Many U.K. financial firms don’t have a Plan B to fall back on if they’re hit by a cyber attack. The Bank of England wants to change that.
Financial regulators told firms to come up with a detailed plan for restoring services such as payments, lending and insurance after a disruption, and to invest in the staff and technology to make it work. The plan should include time limits on how long an outage could last.
“Boards and senior management should assume that individual systems and processes that support business services will be disrupted, and increase the focus on back-up plans, responses and recovery options,” the Bank of England and the Financial Conduct Authority said.
The discussion paper published on Thursday is part of the regulators’ effort to bolster the resilience of financial firms in response to a rising number of operational failures. The focus is on ensuring continuity of business services that are essential for the economy.
The regulators underlined the role that firms’ senior officials have to play in improving their ability to bounce back in a crisis.

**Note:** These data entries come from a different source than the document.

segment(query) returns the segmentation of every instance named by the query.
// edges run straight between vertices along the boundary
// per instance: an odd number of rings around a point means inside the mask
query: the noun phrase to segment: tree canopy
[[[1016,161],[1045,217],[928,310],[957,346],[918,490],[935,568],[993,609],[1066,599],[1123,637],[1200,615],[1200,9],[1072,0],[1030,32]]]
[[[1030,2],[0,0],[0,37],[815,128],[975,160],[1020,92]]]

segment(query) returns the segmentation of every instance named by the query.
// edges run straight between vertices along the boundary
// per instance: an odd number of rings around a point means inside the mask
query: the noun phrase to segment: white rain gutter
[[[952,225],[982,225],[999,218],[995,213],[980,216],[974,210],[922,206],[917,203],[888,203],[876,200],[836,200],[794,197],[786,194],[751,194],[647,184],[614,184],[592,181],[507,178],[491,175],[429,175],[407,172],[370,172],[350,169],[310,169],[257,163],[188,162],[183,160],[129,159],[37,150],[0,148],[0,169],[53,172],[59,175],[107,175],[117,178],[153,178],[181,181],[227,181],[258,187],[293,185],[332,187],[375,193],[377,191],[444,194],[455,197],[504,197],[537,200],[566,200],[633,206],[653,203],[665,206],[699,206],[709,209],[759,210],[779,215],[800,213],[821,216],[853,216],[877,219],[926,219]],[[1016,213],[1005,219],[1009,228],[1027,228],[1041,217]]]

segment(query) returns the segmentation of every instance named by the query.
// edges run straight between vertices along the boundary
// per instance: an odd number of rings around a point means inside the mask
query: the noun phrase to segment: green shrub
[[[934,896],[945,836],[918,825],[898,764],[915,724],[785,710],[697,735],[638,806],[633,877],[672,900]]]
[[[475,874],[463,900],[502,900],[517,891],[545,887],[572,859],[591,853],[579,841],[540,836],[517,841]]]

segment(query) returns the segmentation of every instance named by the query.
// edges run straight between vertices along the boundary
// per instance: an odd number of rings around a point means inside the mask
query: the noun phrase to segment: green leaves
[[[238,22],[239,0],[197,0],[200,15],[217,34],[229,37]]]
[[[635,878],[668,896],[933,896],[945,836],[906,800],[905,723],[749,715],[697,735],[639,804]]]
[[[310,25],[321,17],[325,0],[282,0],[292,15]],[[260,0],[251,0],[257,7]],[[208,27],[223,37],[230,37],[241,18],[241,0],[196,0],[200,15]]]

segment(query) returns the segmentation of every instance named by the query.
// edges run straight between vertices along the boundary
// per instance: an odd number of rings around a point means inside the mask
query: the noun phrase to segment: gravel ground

Thursday’s paper is intended to spark a debate with industry and consumers on how best to respond to inevitable disruptions.

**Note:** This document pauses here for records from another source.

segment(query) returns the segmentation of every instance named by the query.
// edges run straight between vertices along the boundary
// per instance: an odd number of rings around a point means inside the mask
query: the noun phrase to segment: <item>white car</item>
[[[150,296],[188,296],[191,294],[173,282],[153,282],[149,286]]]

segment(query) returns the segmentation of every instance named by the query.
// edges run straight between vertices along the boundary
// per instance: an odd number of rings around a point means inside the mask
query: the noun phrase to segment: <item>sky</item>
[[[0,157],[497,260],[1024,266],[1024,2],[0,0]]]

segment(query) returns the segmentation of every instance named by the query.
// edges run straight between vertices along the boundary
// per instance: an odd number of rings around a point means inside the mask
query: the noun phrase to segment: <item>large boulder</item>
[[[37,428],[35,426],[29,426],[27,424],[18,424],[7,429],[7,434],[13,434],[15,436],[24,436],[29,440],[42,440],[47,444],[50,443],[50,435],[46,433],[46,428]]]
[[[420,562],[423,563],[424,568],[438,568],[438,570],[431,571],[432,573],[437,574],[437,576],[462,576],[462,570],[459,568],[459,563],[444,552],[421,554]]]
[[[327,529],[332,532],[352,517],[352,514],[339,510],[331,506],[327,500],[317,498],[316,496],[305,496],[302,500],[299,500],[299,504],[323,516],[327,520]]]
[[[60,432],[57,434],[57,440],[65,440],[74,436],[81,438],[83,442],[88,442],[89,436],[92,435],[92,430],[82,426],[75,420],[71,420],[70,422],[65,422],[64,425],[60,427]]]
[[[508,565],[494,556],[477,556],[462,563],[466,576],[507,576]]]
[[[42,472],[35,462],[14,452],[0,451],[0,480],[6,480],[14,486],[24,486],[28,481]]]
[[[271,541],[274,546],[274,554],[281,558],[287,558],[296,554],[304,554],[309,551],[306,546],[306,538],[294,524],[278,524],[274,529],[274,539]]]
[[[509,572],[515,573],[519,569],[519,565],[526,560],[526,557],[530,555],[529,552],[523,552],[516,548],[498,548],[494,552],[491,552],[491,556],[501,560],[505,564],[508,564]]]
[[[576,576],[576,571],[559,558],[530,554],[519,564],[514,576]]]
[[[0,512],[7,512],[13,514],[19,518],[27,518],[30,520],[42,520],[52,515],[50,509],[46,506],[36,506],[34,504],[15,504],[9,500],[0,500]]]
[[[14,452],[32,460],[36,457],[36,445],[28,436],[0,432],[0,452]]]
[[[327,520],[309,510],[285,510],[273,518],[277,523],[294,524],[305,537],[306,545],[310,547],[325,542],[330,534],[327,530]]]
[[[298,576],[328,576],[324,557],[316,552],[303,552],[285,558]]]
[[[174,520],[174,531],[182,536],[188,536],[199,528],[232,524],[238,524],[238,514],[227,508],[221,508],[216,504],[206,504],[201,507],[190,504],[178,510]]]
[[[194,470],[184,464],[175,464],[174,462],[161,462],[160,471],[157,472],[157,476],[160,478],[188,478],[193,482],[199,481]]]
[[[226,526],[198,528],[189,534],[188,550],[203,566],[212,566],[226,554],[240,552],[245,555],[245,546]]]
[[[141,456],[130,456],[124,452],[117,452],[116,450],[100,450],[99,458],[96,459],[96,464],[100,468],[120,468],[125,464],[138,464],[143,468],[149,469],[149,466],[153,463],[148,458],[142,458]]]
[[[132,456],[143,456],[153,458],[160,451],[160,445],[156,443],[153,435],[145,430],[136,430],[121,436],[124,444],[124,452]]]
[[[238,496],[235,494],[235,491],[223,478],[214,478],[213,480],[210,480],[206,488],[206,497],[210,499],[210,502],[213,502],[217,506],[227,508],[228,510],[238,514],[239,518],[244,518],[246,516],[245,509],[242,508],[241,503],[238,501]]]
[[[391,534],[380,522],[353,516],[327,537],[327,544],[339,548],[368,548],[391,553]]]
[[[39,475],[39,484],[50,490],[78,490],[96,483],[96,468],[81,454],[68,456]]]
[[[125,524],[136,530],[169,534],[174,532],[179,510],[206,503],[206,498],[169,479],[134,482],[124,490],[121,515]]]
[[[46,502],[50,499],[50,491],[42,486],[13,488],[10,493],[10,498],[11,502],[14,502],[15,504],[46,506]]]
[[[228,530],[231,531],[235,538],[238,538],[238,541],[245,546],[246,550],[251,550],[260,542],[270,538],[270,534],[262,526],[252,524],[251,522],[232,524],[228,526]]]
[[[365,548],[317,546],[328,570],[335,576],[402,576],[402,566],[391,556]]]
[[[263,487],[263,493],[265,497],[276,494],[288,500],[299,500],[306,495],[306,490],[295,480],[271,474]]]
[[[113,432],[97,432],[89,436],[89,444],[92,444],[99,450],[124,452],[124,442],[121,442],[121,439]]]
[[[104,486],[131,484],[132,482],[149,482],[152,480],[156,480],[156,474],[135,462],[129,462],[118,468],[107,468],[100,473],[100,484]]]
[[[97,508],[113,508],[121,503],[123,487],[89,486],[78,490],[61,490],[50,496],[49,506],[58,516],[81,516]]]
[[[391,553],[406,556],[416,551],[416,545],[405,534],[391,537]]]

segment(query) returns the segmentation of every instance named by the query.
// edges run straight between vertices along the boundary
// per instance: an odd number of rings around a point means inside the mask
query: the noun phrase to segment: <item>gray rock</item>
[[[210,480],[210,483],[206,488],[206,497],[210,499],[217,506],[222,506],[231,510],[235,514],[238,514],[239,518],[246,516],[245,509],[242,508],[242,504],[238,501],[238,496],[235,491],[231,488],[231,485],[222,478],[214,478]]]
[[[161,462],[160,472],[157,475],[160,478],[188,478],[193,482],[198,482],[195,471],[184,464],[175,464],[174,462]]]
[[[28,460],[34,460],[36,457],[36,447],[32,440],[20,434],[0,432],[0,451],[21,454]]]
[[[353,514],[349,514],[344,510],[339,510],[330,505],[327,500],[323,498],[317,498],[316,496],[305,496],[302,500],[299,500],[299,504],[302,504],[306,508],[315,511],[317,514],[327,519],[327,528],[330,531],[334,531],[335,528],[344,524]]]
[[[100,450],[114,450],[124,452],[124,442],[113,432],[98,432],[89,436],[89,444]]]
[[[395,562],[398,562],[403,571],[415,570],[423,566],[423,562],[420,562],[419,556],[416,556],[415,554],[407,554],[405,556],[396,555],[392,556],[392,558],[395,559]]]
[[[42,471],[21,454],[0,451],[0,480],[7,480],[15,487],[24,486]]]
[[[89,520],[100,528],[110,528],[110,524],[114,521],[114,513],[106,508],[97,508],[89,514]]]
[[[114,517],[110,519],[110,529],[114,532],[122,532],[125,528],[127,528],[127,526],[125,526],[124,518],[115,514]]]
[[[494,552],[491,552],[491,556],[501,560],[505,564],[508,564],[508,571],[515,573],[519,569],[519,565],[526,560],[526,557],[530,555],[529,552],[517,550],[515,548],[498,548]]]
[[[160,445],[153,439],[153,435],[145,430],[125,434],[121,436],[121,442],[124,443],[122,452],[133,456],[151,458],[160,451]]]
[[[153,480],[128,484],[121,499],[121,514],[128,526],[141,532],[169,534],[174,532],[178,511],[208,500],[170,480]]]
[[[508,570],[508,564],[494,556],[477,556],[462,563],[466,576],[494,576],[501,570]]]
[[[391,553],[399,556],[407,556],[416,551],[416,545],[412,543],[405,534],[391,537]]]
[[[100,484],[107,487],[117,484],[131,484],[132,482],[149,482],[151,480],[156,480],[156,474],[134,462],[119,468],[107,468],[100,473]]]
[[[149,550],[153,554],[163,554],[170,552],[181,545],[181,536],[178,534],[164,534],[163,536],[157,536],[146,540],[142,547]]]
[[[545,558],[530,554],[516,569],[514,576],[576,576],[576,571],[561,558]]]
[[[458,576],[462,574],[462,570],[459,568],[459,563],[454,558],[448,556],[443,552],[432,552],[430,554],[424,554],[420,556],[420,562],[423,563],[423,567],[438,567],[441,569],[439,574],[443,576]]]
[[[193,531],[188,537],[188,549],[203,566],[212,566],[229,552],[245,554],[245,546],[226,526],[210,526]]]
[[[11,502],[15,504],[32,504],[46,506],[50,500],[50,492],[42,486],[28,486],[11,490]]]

Lyndon Nelson, deputy chief executive of the BOE’s Prudential Regulation Authority, said recently that firms need to be on a “WAR footing: withstand, absorb, recover.”

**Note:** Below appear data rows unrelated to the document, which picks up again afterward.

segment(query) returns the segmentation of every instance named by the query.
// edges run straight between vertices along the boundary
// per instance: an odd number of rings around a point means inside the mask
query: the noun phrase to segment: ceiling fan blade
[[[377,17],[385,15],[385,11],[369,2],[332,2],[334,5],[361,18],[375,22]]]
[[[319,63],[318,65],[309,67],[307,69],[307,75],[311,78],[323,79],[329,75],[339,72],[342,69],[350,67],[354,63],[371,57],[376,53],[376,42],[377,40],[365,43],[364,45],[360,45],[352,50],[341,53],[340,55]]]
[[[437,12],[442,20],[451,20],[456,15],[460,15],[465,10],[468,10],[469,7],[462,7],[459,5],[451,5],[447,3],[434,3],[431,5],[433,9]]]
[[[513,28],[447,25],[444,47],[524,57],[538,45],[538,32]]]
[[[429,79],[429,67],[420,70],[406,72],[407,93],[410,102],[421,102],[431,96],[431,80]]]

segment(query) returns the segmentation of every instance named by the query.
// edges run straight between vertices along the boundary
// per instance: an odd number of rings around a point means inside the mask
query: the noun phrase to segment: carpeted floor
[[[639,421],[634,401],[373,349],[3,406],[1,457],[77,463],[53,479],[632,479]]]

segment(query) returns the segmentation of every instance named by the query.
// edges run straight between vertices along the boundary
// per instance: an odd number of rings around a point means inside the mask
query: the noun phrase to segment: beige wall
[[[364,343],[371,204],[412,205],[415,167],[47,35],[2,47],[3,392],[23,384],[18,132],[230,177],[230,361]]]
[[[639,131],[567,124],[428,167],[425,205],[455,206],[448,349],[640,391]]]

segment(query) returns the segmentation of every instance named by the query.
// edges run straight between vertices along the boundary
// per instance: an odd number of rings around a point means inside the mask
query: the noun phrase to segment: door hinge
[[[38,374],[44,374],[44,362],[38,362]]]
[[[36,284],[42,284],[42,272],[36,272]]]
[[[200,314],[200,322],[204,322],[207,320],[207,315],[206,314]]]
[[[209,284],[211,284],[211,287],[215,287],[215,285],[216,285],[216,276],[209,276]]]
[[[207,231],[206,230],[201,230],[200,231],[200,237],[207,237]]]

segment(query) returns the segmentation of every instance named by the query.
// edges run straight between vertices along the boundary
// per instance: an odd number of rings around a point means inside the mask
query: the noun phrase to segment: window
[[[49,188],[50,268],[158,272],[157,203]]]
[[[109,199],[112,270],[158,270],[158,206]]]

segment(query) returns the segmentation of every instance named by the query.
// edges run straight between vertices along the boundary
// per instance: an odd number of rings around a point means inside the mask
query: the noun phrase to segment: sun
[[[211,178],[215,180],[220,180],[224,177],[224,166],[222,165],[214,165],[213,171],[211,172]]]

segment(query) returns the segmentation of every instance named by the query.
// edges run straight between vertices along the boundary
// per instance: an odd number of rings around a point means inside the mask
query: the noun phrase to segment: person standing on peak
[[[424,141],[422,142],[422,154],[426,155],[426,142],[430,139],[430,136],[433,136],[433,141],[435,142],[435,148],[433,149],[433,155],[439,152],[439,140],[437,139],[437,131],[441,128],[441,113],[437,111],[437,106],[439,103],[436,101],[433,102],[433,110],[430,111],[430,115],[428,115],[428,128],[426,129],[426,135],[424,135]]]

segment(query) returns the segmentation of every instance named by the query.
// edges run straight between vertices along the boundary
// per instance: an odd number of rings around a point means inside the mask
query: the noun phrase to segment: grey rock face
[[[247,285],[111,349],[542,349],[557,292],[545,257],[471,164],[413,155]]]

In addition to cyber attacks, the BOE and FCA said firms should be ready for disruptions caused by failed outsourcing and technological breakdowns.
The BOE has said it will stress-test banks’ recovery times in “severe but plausible” scenarios, and firms that fail will have to come up with fixes and get them approved by the supervisor. To guide lenders in their planning, the BOE will set a time limit after which a disruption of payments, insurance and other services would cause material economic impact.